Evaluation of N2O and CO2 hot moments in managed grassland and cornfield, southern Hokkaido, Japan

• We assess temporal variability of long-term N2O and CO2 fluxes.
• We investigate the reasons inducing potential N2O and CO2 hot moments.
• We identify the contribution of N2O and CO2 peak emissions at annual timescales.
• N2O flux was much greater episodic than CO2 flux.

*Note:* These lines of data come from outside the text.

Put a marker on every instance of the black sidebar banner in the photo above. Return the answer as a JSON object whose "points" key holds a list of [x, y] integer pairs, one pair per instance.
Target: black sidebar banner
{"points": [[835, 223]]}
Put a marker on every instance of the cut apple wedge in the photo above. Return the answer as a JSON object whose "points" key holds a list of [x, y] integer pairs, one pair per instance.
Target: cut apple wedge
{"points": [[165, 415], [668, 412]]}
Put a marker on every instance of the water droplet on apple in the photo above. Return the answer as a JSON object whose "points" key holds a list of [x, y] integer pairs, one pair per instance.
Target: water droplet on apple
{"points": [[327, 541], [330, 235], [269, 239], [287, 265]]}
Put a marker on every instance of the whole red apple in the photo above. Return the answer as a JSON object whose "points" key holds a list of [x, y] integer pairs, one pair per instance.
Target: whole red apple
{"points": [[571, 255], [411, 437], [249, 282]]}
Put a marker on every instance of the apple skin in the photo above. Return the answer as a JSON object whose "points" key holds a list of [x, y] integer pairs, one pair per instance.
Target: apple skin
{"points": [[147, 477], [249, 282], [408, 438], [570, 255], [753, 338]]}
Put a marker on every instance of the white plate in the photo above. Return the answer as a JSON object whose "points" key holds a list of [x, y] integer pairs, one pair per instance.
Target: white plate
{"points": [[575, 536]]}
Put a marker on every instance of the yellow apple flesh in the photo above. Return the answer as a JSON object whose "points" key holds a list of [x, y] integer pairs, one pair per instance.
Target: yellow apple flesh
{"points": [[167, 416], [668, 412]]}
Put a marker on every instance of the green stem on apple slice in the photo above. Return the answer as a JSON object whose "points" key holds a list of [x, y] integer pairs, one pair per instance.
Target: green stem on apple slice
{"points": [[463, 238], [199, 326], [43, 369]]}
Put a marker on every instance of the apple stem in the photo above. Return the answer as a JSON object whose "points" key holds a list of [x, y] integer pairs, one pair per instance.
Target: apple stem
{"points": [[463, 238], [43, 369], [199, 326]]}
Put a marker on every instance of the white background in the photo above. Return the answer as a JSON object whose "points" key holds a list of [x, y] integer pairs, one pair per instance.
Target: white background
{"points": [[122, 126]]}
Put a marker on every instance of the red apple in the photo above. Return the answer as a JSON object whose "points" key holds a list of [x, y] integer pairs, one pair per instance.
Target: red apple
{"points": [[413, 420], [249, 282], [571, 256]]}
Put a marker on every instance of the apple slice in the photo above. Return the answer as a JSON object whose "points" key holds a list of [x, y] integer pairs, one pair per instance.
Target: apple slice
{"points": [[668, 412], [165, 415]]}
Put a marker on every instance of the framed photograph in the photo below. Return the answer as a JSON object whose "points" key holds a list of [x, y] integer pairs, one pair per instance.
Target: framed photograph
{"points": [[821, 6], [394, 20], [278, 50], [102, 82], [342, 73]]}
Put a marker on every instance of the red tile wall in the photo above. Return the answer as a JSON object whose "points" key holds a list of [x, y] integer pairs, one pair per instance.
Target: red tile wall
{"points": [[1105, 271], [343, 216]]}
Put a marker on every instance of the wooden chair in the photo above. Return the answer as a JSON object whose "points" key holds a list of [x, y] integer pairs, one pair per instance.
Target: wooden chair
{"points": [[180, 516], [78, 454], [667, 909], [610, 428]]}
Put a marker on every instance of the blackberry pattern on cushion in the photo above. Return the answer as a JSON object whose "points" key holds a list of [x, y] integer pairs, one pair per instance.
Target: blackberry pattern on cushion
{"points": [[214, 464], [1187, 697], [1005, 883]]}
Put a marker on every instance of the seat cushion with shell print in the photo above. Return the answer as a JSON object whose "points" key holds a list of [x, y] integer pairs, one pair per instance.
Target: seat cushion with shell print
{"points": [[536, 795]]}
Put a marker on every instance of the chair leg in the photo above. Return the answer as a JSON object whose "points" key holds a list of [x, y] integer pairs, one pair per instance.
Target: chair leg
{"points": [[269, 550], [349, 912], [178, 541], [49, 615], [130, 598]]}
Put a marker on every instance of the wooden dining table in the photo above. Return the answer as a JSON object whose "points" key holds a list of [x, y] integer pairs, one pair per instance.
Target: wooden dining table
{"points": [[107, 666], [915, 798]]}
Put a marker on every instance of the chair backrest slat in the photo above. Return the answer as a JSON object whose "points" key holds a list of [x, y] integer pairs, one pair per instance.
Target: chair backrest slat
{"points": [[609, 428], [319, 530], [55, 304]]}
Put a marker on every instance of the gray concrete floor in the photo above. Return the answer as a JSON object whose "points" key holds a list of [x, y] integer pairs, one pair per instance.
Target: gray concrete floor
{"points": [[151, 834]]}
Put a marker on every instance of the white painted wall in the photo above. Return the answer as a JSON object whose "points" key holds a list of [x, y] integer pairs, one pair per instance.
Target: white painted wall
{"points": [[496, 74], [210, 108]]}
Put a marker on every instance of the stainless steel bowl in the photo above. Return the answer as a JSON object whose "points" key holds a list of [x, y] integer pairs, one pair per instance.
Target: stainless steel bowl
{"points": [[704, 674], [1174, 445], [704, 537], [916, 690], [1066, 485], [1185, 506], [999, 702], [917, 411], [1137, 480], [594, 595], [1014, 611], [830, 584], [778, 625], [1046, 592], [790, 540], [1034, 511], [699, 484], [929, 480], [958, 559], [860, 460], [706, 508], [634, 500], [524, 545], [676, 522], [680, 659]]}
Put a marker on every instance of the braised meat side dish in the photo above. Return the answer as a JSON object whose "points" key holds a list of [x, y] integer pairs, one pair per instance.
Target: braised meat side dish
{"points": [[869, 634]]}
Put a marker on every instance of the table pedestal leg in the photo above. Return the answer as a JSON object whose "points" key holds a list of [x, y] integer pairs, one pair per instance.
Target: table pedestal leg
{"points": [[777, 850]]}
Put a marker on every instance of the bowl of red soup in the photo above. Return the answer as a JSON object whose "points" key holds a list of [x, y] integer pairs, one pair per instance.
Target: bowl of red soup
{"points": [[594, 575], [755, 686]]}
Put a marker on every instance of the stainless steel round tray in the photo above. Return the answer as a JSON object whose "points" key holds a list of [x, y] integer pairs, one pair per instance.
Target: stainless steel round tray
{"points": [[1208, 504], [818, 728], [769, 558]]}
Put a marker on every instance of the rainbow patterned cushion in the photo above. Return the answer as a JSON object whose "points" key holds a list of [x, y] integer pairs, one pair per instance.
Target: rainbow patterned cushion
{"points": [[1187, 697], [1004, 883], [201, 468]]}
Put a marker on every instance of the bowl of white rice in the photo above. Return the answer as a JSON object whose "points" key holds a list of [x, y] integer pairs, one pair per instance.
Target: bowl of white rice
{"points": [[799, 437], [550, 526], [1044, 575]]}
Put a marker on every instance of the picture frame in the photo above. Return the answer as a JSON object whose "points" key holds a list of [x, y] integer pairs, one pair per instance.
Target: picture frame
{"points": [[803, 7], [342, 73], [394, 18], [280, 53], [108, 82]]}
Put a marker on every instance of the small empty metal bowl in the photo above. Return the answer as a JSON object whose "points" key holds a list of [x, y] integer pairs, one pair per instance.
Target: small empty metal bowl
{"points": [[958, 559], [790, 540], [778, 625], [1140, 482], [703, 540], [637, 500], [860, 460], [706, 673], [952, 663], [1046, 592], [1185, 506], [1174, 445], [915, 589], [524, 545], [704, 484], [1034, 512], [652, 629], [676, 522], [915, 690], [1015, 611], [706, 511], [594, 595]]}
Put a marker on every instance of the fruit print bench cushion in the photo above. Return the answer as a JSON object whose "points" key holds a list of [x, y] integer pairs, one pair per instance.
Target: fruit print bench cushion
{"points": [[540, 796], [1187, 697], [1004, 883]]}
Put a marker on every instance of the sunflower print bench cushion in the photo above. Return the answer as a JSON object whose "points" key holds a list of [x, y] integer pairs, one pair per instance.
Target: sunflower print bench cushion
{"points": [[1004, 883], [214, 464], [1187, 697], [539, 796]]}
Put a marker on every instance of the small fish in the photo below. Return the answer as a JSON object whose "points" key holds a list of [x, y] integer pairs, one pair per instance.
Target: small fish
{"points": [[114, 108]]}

Soil nitrous oxide (N2O) and carbon dioxide (CO2) fluxes from managed grassland (2004 to 2009) and cornfield (2009 to 2012) in southern Hokkaido of Japan were monitored by closed chamber method at three plots applied with fertilizer (F), manure plus fertilizer (MF), and no-fertilizer (CT), respectively. The hot moments of N2O and CO2 flux were analyzed by box plot method using upper fence (UF, UF = Q3 + 1.5 × (Q3 − Q1), where Q1 and Q3 are the 25 and 75 percentiles, respectively) as a threshold. Events affecting N2O and CO2 hot moments were identified, and N2O and CO2 fluxes in hot moment and non-hot moment were statistically analyzed. Peak N2O fluxes in managed grassland and cornfield were up to 1291 and 2461 μg N m− 2 h− 1, respectively, and peak CO2 fluxes were 623 and 442 mg C m− 2 h− 1, respectively. Threshold of N2O peak was higher in cornfield than in grassland due to higher fertilization and NO3− concentration in cornfield (100 kg N ha− 1 and 28.4 ± 31.8 mg N kg− 1, respectively) than in grassland (45.5 kg N ha− 1 and 2.6 ± 5.5 mg N kg− 1, respectively). The number of N2O hot moments exceeding the threshold of UF accounted for 17% in grassland and 12% in cornfield to total number of observations, and was largest in MF plot, followed by F and CT plots. But CO2 hot moments were only 0.5% in grassland and 0.4% in cornfield. Temperature more than 20 °C, rainfall, harvest, fertilizer and manure applications and tillage were the important events promoting N2O hot moments. In grassland, all events other than tillage contributed to N2O hot moment significantly. Combined chemical fertilizer application with harvest increased the frequency of N2O hot moments in grassland significantly, while in cornfield, which had higher concentration of NO3−, events of temperature more than 20 °C, rainfall and tillage caused N2O hot moment. Regardless of the events causing N2O hot moment, grassland and cornfield showed that N2O emission in hot moments accounted for more than half of the annual total emission in F and MF plots.